L’espionnage serait, autant que la prostitution, l’un des premiers métiers du monde. Cette pratique, souvent définie de manière réductrice comme une simple collecte de renseignements, intervient dans divers domaines, militaire, géographique, économique, etc. À l’époque moderne, l’espionnage se trouve investi de connotations négatives, en particulier par Montesquieu, qui le considère comme un signe de la faiblesse du pouvoir politique et de rupture de la confiance.

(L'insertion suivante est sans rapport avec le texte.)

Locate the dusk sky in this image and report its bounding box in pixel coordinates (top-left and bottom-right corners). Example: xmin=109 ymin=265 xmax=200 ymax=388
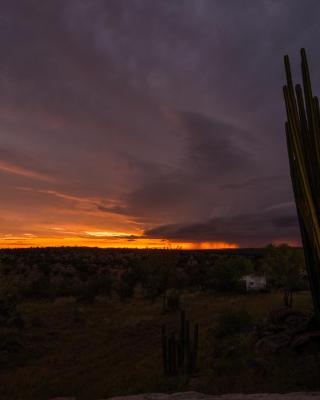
xmin=0 ymin=0 xmax=320 ymax=248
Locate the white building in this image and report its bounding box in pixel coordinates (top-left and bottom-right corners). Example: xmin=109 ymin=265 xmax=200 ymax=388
xmin=242 ymin=274 xmax=267 ymax=291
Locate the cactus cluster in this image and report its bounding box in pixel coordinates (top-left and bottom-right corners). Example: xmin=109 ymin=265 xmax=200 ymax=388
xmin=283 ymin=49 xmax=320 ymax=325
xmin=162 ymin=310 xmax=199 ymax=375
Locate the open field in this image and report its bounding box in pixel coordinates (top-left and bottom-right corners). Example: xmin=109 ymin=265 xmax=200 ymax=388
xmin=0 ymin=292 xmax=320 ymax=400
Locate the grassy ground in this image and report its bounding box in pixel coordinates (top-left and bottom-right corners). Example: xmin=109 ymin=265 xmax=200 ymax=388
xmin=0 ymin=293 xmax=319 ymax=400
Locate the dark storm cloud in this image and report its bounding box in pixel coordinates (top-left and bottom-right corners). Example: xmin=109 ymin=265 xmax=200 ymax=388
xmin=145 ymin=205 xmax=299 ymax=247
xmin=0 ymin=0 xmax=320 ymax=244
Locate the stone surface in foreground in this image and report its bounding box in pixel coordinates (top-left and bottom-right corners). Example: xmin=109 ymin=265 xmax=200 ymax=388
xmin=51 ymin=392 xmax=320 ymax=400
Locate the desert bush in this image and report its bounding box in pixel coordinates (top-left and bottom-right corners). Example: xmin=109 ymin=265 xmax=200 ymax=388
xmin=163 ymin=289 xmax=181 ymax=311
xmin=214 ymin=310 xmax=253 ymax=337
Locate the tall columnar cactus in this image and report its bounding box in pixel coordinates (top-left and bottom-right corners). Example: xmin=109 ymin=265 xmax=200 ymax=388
xmin=283 ymin=49 xmax=320 ymax=325
xmin=161 ymin=311 xmax=199 ymax=375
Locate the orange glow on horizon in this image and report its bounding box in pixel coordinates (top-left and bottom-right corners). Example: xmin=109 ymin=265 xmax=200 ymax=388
xmin=0 ymin=234 xmax=239 ymax=250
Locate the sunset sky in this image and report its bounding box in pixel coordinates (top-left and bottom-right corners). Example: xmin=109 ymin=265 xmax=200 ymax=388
xmin=0 ymin=0 xmax=320 ymax=248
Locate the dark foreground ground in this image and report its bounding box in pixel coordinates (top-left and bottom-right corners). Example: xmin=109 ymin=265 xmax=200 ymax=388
xmin=0 ymin=291 xmax=320 ymax=400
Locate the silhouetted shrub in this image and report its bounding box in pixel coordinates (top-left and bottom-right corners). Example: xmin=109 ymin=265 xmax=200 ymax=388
xmin=214 ymin=310 xmax=253 ymax=337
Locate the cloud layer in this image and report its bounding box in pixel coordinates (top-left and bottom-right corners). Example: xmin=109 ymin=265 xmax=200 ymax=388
xmin=0 ymin=0 xmax=320 ymax=246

Un domaine de recherche très contemporain

Cette défiance est peut-être à l’origine du manque d’intérêt des historiens français pour l’espionnage au Moyen Âge. C’est seulement ces dernières années que la parution d’un ouvrage collectif sur le sujet et l’organisation d’un colloque sur le lien entre renseignement et histoire politique de l’État en construction manifestent changement de regard de la part des historiens. Mais si ce sujet a acquis une légitimité dans le champ des études médiévales, il n’en demeure pas moins paradoxal. Comme l’écrit Valentin Baricault, “si l’espionnage se conçoit comme une pratique du secret, comment rendre visible les actes et les acteurs du renseignement ?” Le travail mené par l’auteur du livre relève autant de “l’enquête sur les hommes et leurs actions” que d’une “réflexion anthropologique sur les mentalités autour de la question du secret, du visible et de l’invisible.”
Les sources écrites qui nourrissent cette étude s’avèrent diverses, chroniques, missives, registres des communautés urbaines, et demandent à l’historien une analyse critique, qu’il s’agisse des lettres de Philippe de Commynes à Louis XI, ou des cedulae inclusae, ces feuilles volantes attachées à des courriers officiels, qui recelaient des informations sensibles et pouvaient être détruites. Le livre de Valentin Baricault a pour ambition de s’écarter d’un catalogage réducteur pour tenter de comprendre le processus de “construction de l’information grâce au renseignement” et d’en saisir les mécanismes et les interactions.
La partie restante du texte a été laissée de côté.